DWR’s RENEWABLE ENERGY PORTFOLIO
Dr. Ghassan ALQaser, Chief of the Power and Risk Office, then gave a presentation on renewable energy sources in DWR’s power portfolio.
On average, the State Water Project delivers 2.6 MAF a year through a network of hydroelectric generation plants and pumping plants. The State Water Project generates 4 to 7 million megawatt hours of zero-emission hydroelectric power every year, and consumes 6 to 9.6 million megawatt hours to pump the water, making the State Water Project a net consumer of energy.

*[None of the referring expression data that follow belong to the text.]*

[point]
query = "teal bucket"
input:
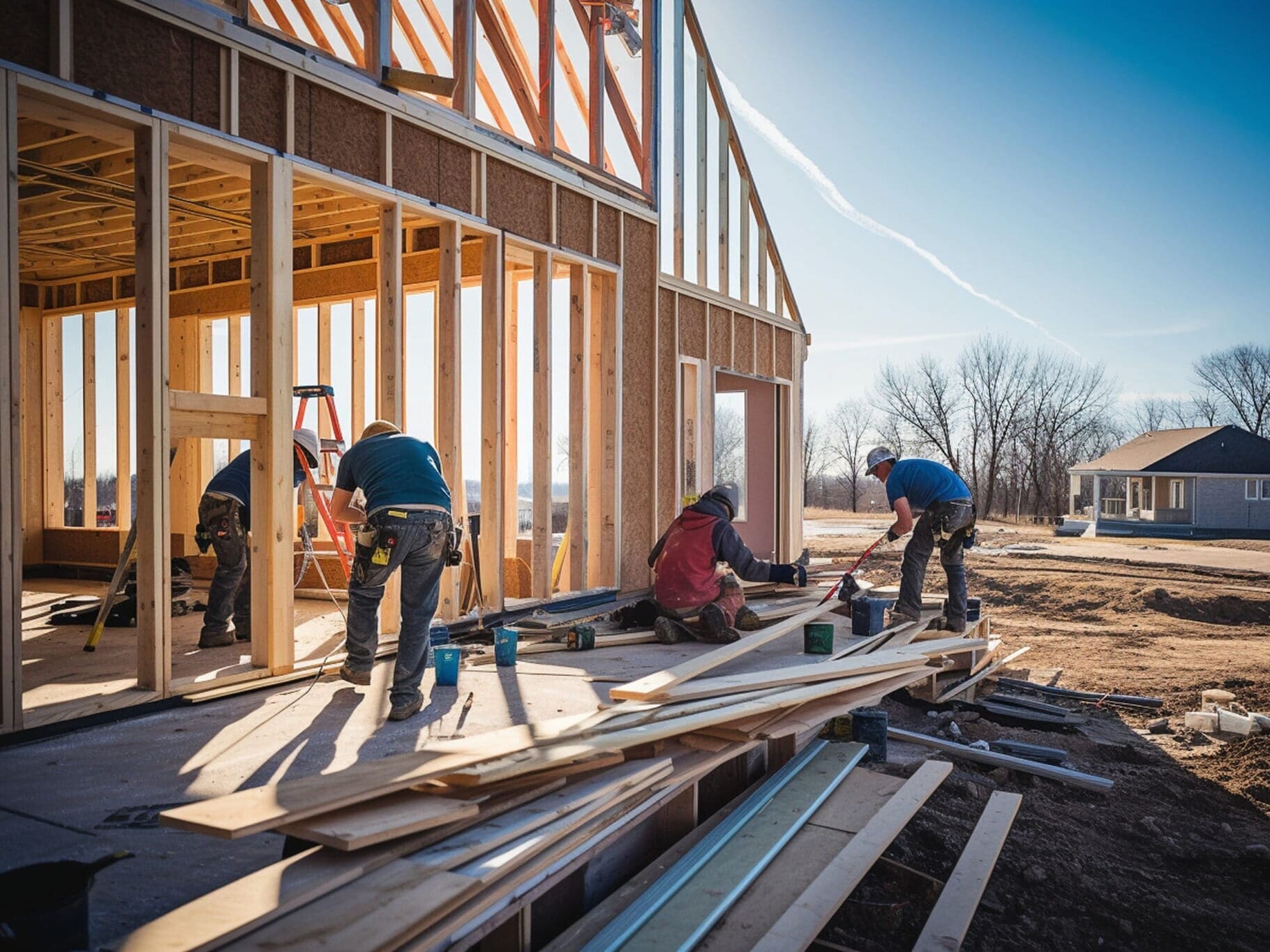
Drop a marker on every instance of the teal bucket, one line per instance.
(505, 648)
(447, 664)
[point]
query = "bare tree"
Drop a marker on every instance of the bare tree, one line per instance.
(1240, 376)
(927, 402)
(850, 428)
(996, 379)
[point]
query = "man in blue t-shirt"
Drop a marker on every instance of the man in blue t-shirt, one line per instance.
(946, 521)
(405, 522)
(225, 515)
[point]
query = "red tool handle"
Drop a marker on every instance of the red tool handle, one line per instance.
(865, 555)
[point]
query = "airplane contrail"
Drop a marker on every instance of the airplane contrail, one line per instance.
(839, 202)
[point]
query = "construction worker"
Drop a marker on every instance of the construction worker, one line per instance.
(224, 521)
(405, 522)
(946, 521)
(689, 584)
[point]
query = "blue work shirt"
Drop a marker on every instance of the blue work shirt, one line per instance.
(235, 481)
(924, 483)
(394, 469)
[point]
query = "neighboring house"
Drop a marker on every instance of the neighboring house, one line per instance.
(1195, 481)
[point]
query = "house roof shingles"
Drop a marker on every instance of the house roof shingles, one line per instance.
(1206, 450)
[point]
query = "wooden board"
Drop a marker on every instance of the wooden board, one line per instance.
(799, 925)
(659, 682)
(950, 919)
(387, 817)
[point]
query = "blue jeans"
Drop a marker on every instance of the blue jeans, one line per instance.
(417, 543)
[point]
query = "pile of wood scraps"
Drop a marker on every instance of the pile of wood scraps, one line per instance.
(421, 849)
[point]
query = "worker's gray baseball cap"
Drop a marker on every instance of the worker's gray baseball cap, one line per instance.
(726, 493)
(876, 458)
(308, 442)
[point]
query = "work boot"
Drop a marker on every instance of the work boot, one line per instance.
(215, 639)
(353, 677)
(902, 614)
(670, 631)
(410, 709)
(714, 626)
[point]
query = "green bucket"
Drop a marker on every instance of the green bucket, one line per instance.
(818, 639)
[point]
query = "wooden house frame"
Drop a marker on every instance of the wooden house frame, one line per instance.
(192, 162)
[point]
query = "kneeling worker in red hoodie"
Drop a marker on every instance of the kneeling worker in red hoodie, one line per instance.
(689, 583)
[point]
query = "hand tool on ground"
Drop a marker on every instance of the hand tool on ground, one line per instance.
(855, 565)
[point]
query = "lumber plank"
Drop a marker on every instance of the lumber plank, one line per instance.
(950, 919)
(658, 682)
(1085, 781)
(258, 809)
(983, 673)
(376, 912)
(262, 896)
(799, 925)
(388, 817)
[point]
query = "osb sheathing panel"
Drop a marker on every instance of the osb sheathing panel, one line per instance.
(720, 337)
(763, 349)
(607, 232)
(416, 160)
(262, 103)
(456, 176)
(517, 201)
(337, 131)
(743, 334)
(785, 354)
(667, 368)
(26, 36)
(144, 60)
(692, 326)
(639, 376)
(573, 229)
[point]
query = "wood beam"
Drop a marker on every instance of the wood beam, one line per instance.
(450, 396)
(154, 540)
(493, 475)
(272, 458)
(541, 547)
(579, 409)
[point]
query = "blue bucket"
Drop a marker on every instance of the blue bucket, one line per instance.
(505, 648)
(447, 665)
(869, 726)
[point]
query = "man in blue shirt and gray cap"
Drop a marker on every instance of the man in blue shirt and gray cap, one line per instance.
(946, 521)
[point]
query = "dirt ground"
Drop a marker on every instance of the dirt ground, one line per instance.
(1178, 854)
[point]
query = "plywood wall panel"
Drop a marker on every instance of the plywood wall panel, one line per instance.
(763, 349)
(26, 36)
(456, 176)
(692, 326)
(341, 133)
(416, 160)
(667, 410)
(573, 213)
(639, 317)
(518, 201)
(743, 331)
(124, 52)
(785, 354)
(607, 232)
(262, 103)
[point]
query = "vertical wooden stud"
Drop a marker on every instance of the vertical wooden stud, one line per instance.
(579, 311)
(493, 475)
(274, 455)
(541, 547)
(154, 543)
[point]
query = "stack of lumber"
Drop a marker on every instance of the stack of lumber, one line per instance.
(417, 849)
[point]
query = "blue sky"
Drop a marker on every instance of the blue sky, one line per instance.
(1103, 169)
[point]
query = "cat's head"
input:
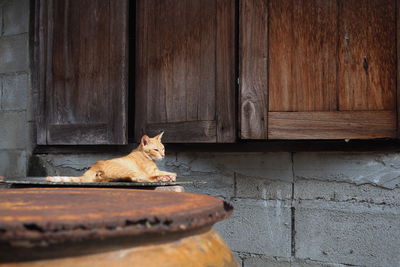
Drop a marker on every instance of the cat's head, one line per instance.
(153, 147)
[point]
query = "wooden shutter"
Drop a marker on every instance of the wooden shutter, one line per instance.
(185, 73)
(318, 69)
(81, 56)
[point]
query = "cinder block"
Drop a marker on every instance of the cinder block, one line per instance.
(256, 261)
(12, 163)
(217, 185)
(14, 53)
(275, 166)
(358, 168)
(347, 233)
(343, 191)
(13, 132)
(15, 89)
(16, 17)
(309, 263)
(261, 188)
(258, 226)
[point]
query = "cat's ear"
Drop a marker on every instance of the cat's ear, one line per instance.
(145, 140)
(159, 136)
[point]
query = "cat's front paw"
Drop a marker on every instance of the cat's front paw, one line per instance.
(166, 178)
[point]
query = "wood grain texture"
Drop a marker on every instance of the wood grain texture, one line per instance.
(141, 70)
(186, 65)
(190, 132)
(178, 31)
(84, 68)
(398, 66)
(303, 46)
(367, 55)
(332, 125)
(40, 60)
(225, 72)
(253, 79)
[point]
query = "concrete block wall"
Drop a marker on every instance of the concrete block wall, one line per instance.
(325, 209)
(15, 111)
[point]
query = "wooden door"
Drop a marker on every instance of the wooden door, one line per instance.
(185, 73)
(324, 69)
(81, 56)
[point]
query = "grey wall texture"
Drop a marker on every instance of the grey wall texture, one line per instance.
(321, 209)
(15, 89)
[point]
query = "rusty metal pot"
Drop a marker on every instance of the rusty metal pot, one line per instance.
(110, 227)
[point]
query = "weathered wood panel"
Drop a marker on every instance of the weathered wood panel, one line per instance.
(85, 70)
(398, 66)
(332, 125)
(367, 55)
(225, 72)
(191, 131)
(303, 53)
(253, 69)
(186, 66)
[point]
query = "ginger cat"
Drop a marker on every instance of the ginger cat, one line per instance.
(138, 166)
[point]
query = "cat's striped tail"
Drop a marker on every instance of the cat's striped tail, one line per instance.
(64, 179)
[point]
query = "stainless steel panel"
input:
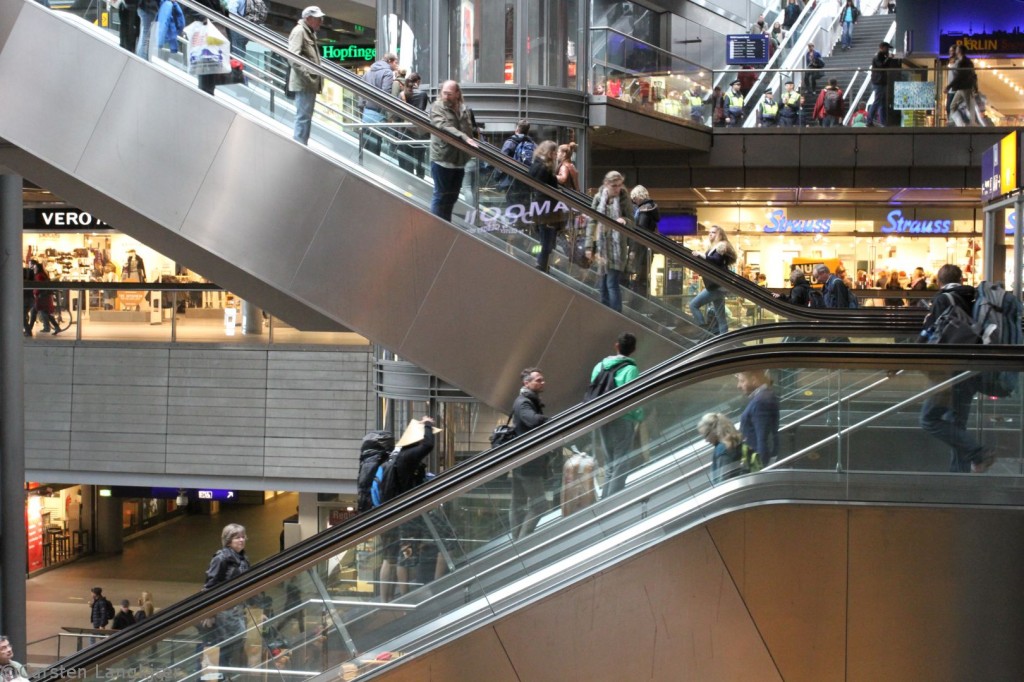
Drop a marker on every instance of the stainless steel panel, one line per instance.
(670, 613)
(56, 82)
(803, 621)
(262, 203)
(146, 150)
(936, 595)
(374, 261)
(509, 312)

The State Water Project produces 1544 megawatts of hydroelectric power, which is enough to meet about 50% of the project’s energy needs. Currently for the remainder, 15% of the energy needs come from long-term contracts with other zero-emission resources, such as hydroelectric power from Pine Flat Dam, solar power generation, and small hydro generation with Metropolitan Water District. The State Water Project also has a 100 megawatt share of the Lodi Energy Center, a combined cycle plant that was entered into a contract to replace some of the Reed Gardner generation. The residual comes from market purchases, which are either mid-term or short-term purchases to reconcile energy needs based on the hydrology of the specific year.
By 2030, the share of renewables and share of emissions from contracts will go from the 15% to 24%, shrinking market purchases and reducing greenhouse gas footprint. By 2050, the Department should have 95% or better in zero emission resources in the portfolio.